Pressemeldung Nr. 329 vom

Sexueller Missbrauch kein Kavaliersdelikt:Grüne fordern Aufklärung über Lehrer-Versetzung

Die schulpolitische Sprecherin der Landtagsgrünen Ina Korter hat vom Kultusministerium Aufklärung darüber gefordert, wie die oberste Dienstbehörde disziplinarrechtlich mit Lehrkräften umgeht, die wegen sexuellen Missbrauchs verurteilt wurden.

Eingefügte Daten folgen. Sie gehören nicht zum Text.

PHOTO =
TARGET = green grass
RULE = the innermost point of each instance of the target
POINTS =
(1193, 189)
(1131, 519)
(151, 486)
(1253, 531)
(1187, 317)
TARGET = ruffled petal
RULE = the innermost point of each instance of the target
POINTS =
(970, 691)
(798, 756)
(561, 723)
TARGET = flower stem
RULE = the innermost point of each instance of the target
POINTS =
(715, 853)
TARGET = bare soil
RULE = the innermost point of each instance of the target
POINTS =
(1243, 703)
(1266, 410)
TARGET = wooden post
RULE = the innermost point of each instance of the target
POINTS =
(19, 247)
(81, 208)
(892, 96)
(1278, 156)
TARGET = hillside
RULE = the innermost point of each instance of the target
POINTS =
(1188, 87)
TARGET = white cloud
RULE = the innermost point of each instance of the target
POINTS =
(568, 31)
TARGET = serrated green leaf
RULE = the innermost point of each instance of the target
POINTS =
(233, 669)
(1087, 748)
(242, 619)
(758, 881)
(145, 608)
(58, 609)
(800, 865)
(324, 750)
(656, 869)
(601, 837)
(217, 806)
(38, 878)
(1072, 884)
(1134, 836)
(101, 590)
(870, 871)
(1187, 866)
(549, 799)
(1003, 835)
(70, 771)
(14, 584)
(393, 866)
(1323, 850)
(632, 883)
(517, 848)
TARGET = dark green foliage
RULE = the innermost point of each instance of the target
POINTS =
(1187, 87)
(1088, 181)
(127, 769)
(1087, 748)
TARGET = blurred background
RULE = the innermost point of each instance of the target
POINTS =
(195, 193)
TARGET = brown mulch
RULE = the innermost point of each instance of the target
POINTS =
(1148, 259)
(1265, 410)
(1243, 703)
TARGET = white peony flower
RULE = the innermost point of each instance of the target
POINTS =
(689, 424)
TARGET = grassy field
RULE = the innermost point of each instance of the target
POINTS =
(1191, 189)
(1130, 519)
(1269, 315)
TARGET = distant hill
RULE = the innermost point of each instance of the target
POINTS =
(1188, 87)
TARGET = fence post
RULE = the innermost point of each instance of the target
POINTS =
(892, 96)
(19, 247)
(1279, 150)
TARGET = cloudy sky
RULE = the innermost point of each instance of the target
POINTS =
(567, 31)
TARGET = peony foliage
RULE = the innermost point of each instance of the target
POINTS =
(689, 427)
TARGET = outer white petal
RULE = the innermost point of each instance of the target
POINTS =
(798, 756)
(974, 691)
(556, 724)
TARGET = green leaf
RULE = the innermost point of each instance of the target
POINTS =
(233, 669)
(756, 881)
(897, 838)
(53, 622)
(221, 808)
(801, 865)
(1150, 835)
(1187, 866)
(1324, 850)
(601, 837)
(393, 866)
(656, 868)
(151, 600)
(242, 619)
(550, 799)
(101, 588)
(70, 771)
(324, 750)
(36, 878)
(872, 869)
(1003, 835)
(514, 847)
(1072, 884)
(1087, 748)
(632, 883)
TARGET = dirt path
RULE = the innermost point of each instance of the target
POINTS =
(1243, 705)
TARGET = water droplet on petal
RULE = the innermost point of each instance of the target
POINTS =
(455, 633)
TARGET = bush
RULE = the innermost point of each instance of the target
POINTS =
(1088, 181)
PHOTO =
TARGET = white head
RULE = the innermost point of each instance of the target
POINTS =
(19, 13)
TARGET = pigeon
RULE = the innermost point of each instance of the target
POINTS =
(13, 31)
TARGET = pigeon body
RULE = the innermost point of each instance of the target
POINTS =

Die schulpolitische Sprecherin der Landtagsgrünen Ina Korter hat vom Kultusministerium Aufklärung darüber gefordert, wie die oberste Dienstbehörde disziplinarrechtlich mit Lehrkräften umgeht, die wegen sexuellen Missbrauchs verurteilt wurden. Anlass für diese Initiative ist der Fall eines wegen sexuellen Missbrauchs an Schülerinnen verurteilten Lehrers, der an ein anderes Gymnasium versetzt wurde.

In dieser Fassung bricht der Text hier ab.